Not at all. One of the critical design decisions made was to completely separate operator definitions (such as mutation schemes, selection models, etc.) from the system definition. So while the definition specifies which operator is used (by name), it doesn’t include any information on how it works. By separating these details out, the definition is kept focused and clear and ESDL is kept simple. Meanwhile, you can still use any style you like to describe how your operator works, except now it is in terms of one (or multiple) individual in, one (or multiple) individual out, rather than being tied up within the rest of the system.

Some examples I have put together, largely for the purpose of demonstrating how ESDL can be used, include Ant System PDF, Differential Evolution PDF and Particle Swarm Optimisation PDF. Each of these examples include equations and pseudocode as well as ESDL to describe the entire algorithm. I’ve also compared the results of running the ESDL description (in esec) to those in the papers that I sourced the algorithm descriptions, ensuring that my description is correct.

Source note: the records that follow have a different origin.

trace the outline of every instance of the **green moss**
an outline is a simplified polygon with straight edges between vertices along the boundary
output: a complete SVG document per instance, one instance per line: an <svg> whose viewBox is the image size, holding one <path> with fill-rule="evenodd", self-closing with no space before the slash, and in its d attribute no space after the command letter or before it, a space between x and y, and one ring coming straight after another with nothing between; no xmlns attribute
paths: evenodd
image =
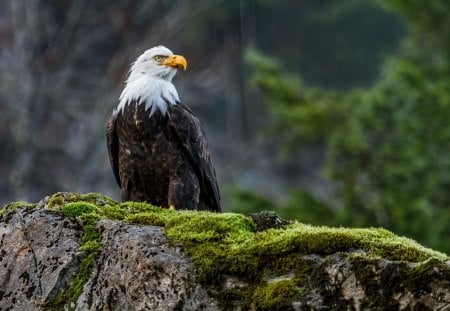
<svg viewBox="0 0 450 311"><path fill-rule="evenodd" d="M101 247L97 221L102 215L111 214L110 210L114 210L118 203L101 195L58 193L50 198L48 206L67 217L78 218L83 224L79 251L84 252L84 258L81 261L80 270L68 287L43 306L44 310L73 310L84 285L91 276L92 267ZM120 211L114 214L120 215Z"/></svg>
<svg viewBox="0 0 450 311"><path fill-rule="evenodd" d="M102 208L118 205L113 199L98 193L58 192L48 199L47 208L59 210L63 205L74 202L87 202Z"/></svg>
<svg viewBox="0 0 450 311"><path fill-rule="evenodd" d="M98 251L90 251L81 261L80 270L72 279L70 285L65 288L53 301L47 302L43 310L74 310L78 297L83 292L84 285L91 277L92 267L97 258Z"/></svg>
<svg viewBox="0 0 450 311"><path fill-rule="evenodd" d="M83 214L89 214L95 211L97 207L94 204L80 201L64 204L61 212L67 217L77 217Z"/></svg>
<svg viewBox="0 0 450 311"><path fill-rule="evenodd" d="M363 250L367 256L419 262L442 253L396 237L384 229L346 229L294 224L286 229L253 232L250 221L239 214L177 212L165 224L166 235L183 243L205 279L222 272L256 278L265 267L285 273L295 266L275 266L275 259L306 254L331 255ZM296 263L294 258L290 262Z"/></svg>
<svg viewBox="0 0 450 311"><path fill-rule="evenodd" d="M257 310L290 310L301 290L294 280L266 283L256 287L252 300Z"/></svg>
<svg viewBox="0 0 450 311"><path fill-rule="evenodd" d="M158 213L171 212L170 210L160 209L157 206L153 206L151 204L142 202L124 202L120 204L120 207L124 209L127 212L127 214L138 214L145 212L158 212Z"/></svg>
<svg viewBox="0 0 450 311"><path fill-rule="evenodd" d="M221 306L225 309L233 309L230 301L236 299L242 309L292 308L292 301L299 299L306 288L304 284L311 278L327 278L323 271L315 270L319 265L312 264L314 256L308 259L303 255L317 254L325 259L335 253L347 256L355 269L359 269L361 278L367 275L367 284L370 284L370 277L373 279L374 269L370 266L379 258L417 263L448 260L445 254L379 228L330 228L293 223L281 229L257 232L253 221L242 214L171 211L134 202L119 204L92 193L58 193L49 199L49 207L82 221L84 233L80 250L86 253L80 272L53 303L58 308L76 302L90 277L100 248L96 223L102 218L164 227L171 243L183 245L192 258L199 281L220 293ZM414 277L421 278L421 271L430 273L421 265L411 272L411 282ZM442 269L448 269L445 267L443 264ZM268 281L269 276L286 274L292 277ZM223 289L224 276L233 276L251 285Z"/></svg>
<svg viewBox="0 0 450 311"><path fill-rule="evenodd" d="M24 201L12 202L0 209L0 221L8 222L18 208L35 208L36 204Z"/></svg>
<svg viewBox="0 0 450 311"><path fill-rule="evenodd" d="M80 264L80 270L74 276L72 282L54 300L48 301L43 307L44 310L74 310L78 297L91 276L92 267L101 247L99 233L96 228L98 218L91 214L83 214L83 212L92 213L94 211L92 207L95 208L92 204L80 202L80 204L68 203L61 208L63 213L81 216L83 236L79 251L85 254Z"/></svg>
<svg viewBox="0 0 450 311"><path fill-rule="evenodd" d="M270 229L256 234L252 245L260 254L295 251L300 254L330 255L361 249L390 260L418 262L434 256L446 258L446 255L427 249L411 239L376 228L330 228L296 223L286 230Z"/></svg>
<svg viewBox="0 0 450 311"><path fill-rule="evenodd" d="M366 260L366 266L379 258L401 262L447 259L445 254L379 228L330 228L294 223L284 229L256 232L252 221L241 214L160 209L132 214L125 220L163 226L172 243L185 246L199 280L221 292L221 304L225 309L233 309L229 304L236 299L244 309L252 306L261 310L274 310L277 306L285 310L292 308L292 301L305 291L302 284L307 284L311 275L317 279L328 278L323 271L317 268L315 271L311 260L302 255L318 254L326 258L335 253L349 257L359 254ZM290 272L295 275L292 280L266 282L268 274ZM259 285L223 290L224 275L234 275Z"/></svg>
<svg viewBox="0 0 450 311"><path fill-rule="evenodd" d="M5 207L2 209L2 211L14 211L19 207L26 207L26 208L34 208L36 207L36 204L34 203L28 203L24 201L18 201L18 202L12 202L10 204L5 205Z"/></svg>
<svg viewBox="0 0 450 311"><path fill-rule="evenodd" d="M152 225L152 226L160 226L164 227L165 219L162 215L157 213L139 213L139 214L131 214L125 218L125 221L131 222L139 225Z"/></svg>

Did you steal the syntax from SQL?

Only a little bit. It would be more accurate to say that I stole it from English, and SQL stole theirs from English as well. There are enough fundamental differences between ESDL and SQL that it really doesn’t help explain how ESDL works by comparing it to SQL, though it is possible to find some similarities. Because if they were completely different, ESDL would use different keywords with different meanings.

I really really really want an IF statement in ESDL.

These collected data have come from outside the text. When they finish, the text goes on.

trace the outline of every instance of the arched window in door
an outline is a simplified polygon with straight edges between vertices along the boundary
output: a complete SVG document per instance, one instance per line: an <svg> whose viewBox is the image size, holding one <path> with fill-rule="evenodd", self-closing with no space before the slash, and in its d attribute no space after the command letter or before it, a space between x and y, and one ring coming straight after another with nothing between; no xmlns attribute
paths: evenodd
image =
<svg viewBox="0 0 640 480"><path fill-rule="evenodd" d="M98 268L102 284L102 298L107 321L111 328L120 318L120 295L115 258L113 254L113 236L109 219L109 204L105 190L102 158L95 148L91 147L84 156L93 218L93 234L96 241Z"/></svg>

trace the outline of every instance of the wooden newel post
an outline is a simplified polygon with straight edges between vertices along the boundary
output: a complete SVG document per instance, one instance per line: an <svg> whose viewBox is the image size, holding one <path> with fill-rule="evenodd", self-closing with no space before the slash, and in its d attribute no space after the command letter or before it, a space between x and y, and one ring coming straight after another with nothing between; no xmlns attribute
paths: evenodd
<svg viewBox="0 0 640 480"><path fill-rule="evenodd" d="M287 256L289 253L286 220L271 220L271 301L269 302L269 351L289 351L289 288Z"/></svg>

Not a question, but since I don’t have a section called “Frequently Made Statements” I’ll respond here:

That’s nice. I spent quite a bit of time thinking, designing and discussing ways to include conditional statements in ESDL and eventually decided that it wasn’t worth it. There are ways to achieve the same effect by clever selection, adjusting parameters and (soon) using multiple blocks. Allowing system definitions to change significantly at run-time makes them much more difficult to understand. ESDL is not a replacement for a general purpose programming language: it has only one purpose and application. Anything that distracts from that is fighting an uphill battle to be included.

If you feel really strongly about adding feature X to ESDL, make your case publicly, in effect, write it up. Put together a brief paper describing what changes need to be made to ESDL to support your feature, provide examples of code using your feature and suggest some alternatives that you considered and rejected (you did consider alternatives, right?). Put your name on it, publish it (I will happily put (half-decent) efforts up on my own site if you don’t have your own) and send me a link. At the moment, I have full control over the language, but I have no intention of keeping that forever, particularly if it becomes popular. (This concept is similar to the Python Enhancement Proposal (PEP) process.)

My ESDL Multiblock Extension Proposal PDF should serve as an example of what to include (the code patch is probably unnecessary except as proof that it is possible to implement the feature).

Can I include ESDL in LaTeX documents?

Please do. I’ve published my settings for the listings package, which has been sufficient for my use (so far).